O esforço é tamanho que mesmo depois da premiere no último Festival de Veneza a produção passou por alguns ajustes. De acordo com o próprio Assayas, após a primeira exibição pública ele decidiu voltar à sala de montagem para tornar ainda mais simples as explicações históricas a quem “não estava familiarizado com a situação”, o que o levou a adicionar novos três minutos a um projeto com já duas horas de duração. A “culpa”, em parte, também recai na pós-produção relativamente curta, que durou entre março e agosto deste ano.
Mas no fim, a alma de “Wasp Network” para Assayas está mesmo no elenco, que ele fez questão de ser inteiro pan-americano afim de permitir o maior realismo possível à narrativa. E concentrada em Cuba, a produção permitiu que a equipe se aproximasse e compartilhasse suas aflições com o atual cenário político, desde as preocupações de Ramírez com o cenário venezuelano à vivência de Sbaraglia com a crise na Argentina, passando naturalmente pelos problemas de Moura para distribuir seu “Marighella” no Brasil. “Nós ficamos muito próximos durante o curso da produção, jantávamos juntos praticamente todos os dias” comentou Teixeira.

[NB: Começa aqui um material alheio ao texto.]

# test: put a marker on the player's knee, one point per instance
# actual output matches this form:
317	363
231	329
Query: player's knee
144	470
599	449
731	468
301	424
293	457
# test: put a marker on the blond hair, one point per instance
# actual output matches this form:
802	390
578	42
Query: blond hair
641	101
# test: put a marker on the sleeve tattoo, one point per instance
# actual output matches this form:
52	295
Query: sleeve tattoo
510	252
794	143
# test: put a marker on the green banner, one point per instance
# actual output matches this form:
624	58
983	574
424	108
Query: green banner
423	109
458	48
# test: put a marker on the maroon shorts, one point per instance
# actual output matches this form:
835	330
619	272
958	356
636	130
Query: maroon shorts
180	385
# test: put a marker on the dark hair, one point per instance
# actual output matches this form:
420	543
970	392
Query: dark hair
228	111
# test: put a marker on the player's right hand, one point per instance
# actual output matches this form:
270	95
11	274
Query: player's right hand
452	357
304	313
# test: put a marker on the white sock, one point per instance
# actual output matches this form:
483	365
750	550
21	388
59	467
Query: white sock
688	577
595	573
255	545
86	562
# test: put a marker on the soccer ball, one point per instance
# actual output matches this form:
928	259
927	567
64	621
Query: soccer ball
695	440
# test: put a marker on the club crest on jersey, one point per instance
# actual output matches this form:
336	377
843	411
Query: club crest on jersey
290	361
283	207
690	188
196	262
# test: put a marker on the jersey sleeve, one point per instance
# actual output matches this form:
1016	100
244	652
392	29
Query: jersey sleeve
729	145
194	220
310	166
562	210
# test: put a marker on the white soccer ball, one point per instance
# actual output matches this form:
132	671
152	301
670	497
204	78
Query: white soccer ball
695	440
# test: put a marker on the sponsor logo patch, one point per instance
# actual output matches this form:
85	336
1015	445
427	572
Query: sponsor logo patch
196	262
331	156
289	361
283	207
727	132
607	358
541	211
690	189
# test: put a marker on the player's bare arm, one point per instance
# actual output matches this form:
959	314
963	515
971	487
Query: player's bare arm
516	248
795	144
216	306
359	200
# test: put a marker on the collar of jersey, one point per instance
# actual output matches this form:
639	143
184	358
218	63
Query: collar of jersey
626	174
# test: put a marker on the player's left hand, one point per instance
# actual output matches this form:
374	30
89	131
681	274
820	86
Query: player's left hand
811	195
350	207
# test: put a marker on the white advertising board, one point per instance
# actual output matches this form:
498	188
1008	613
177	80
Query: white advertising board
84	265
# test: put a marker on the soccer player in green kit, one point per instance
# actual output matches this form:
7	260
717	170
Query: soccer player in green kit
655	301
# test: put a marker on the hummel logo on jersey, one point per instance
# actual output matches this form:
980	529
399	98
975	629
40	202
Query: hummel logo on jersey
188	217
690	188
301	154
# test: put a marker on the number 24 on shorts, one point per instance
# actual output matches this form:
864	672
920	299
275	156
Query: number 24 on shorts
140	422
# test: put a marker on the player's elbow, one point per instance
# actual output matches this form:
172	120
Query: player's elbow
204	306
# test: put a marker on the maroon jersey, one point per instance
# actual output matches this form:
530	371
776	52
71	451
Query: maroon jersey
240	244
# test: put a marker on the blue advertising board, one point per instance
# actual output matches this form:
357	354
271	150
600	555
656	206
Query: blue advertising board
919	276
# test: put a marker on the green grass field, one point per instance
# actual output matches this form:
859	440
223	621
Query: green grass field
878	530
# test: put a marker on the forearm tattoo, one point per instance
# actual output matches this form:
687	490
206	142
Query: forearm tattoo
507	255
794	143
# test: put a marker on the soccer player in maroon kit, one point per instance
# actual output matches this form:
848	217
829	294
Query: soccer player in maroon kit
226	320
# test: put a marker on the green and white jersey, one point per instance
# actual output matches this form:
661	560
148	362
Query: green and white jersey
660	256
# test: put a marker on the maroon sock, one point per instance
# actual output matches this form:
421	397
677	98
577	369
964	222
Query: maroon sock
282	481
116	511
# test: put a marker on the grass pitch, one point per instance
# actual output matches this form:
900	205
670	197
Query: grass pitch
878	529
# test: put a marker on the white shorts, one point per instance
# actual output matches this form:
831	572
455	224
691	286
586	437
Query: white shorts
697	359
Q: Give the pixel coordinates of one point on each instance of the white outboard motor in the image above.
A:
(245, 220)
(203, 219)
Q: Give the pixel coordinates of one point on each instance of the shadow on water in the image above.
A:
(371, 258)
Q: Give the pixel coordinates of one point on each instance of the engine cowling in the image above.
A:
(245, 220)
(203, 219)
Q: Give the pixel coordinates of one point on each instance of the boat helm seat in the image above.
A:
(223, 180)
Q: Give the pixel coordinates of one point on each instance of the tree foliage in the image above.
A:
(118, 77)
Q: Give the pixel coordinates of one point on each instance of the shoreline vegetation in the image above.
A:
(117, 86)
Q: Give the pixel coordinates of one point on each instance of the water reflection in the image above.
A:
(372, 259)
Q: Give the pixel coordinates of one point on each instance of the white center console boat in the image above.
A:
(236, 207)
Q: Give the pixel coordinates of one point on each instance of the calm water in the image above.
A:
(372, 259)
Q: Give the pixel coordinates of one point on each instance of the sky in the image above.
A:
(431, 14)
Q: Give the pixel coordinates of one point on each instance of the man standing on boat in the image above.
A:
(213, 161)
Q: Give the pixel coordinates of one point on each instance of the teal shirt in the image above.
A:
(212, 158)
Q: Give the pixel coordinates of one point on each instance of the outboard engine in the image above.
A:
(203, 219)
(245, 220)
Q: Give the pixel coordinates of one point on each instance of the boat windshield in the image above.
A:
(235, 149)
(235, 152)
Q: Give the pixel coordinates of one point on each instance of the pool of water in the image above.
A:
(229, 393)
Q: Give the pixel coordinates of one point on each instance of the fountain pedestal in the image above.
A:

O desejo, agora, é fazer com que o filme seja exibido no próximo Festival de Cinema de Havana, que a equipe acredita poder o “ápice” do projeto junto da muito provável distribuição do longa ao redor do globo – que Teixeira e sua RT Features garantem estar em negociações finais com um grande estúdio. “Wasp Network”, entretanto, segue por enquanto sem previsão de estreia no Brasil.